Just as Schimmelfennig aims to be someone his younger brothers can look up to, he treats his teammates the same as one of the leaders of the CWU defense.

And being brothers with the guys on the field, the lessons he's learned on the field correlate to life.

“Over the years, I’ve learned how to be a better man, being a better brother to them,” Schimmelfennig said. “Being coachable, going through drills hard. If anybody knows I’m not going 100 (percent), it’s these guys.”

And he’s had big brothers at CWU, too, that he’s been coached by.

“I learned my best lessons to the big bros that I used to have here. The past 44’s, the Tovar Sanchez, Kevin Haynes, Billy Greer, those guys … those guys are like my big brothers. I’m the oldest brother, but those are my big brothers. They taught me the standard," Schimmelfennig said.

“ … Everyone has a big brother somewhere. And like, the guys that are next to you, they all have big brother traits, no matter how old they are.”

Schimmelfennig has always possessed that characteristic since the beginning, according to his mother Lakeshia Shocks.

“He actually has kind of graduated now from being probably older brother to being a mentor. They’re all roughly 18 months apart, but you would think the maturity gap between Marcus and his siblings was greater than that just because of how he deals with them, and how protective he is of them," she said.

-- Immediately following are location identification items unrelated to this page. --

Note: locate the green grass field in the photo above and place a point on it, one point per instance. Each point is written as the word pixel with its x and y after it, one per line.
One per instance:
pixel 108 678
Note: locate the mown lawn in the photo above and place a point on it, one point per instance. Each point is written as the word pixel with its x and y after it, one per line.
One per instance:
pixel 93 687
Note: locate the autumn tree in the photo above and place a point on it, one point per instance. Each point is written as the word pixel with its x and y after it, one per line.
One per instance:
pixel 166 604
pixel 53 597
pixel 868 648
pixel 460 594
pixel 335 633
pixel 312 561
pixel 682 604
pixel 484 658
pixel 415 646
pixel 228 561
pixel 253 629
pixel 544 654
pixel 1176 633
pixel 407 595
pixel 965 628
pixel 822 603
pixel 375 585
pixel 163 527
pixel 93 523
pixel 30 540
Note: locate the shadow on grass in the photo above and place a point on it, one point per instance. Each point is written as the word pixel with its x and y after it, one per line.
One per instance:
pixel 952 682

“And if there’s something that he’s done and it’s worked, and it’s foolproof, he always makes sure to share it with them. He wants to know what they’re doing, what they’re up to. He asks specific questions like, ‘What are your goals?’ You know, those are conversational language he uses when he talks to them. What are your goals? What are you doing to achieve your goals? How are you disciplining yourself? So the same stuff that he’s encouraging them to do, he’s practicing it himself.”

While it came as a delightful surprise on the No. 44 given to her son in his final season, it speaks to his character.

“It’s a direct reflection on how hard he works and how dedicated he is,” Shocks said. “He is, and has always been, one of those people that works behind the scenes when other people are resting.”

Schimmelfennig played in every game as a true freshman walk-on, recording 22 tackles and one sack in 2015. He redshirted in 2016, but returned in 2017, primarily on special teams in all 12 games.

Last season, he appeared in 11 games and notched 15 tackles and one pass breakup.

Now in his final year with the Wildcats, he’s embracing the No. 44.

“There are times when I think I’m working too hard not to be a 44," Schimmelfennig said. "I’m working hard to be a Marcus who has 44."

And he can count on seeing his mother and father in their respective seats along with his brothers and his almost 5-month-old son Ikaika Namaka Uli'Uli O'Kalani Kumai Hanu Hanu Schimmelfennig watch CWU take on No. 2 Ferris State today.

“At the end of my career, if I don’t accomplish no accolades, I’d be just fine,” Schimmelfennig said. “If I can just feel that I gave everything I had as a leader, as a father, as an older brother, as a big brother to somebody else, as a teammate.

"If I gave everything I had, I have nothing to be ashamed of.”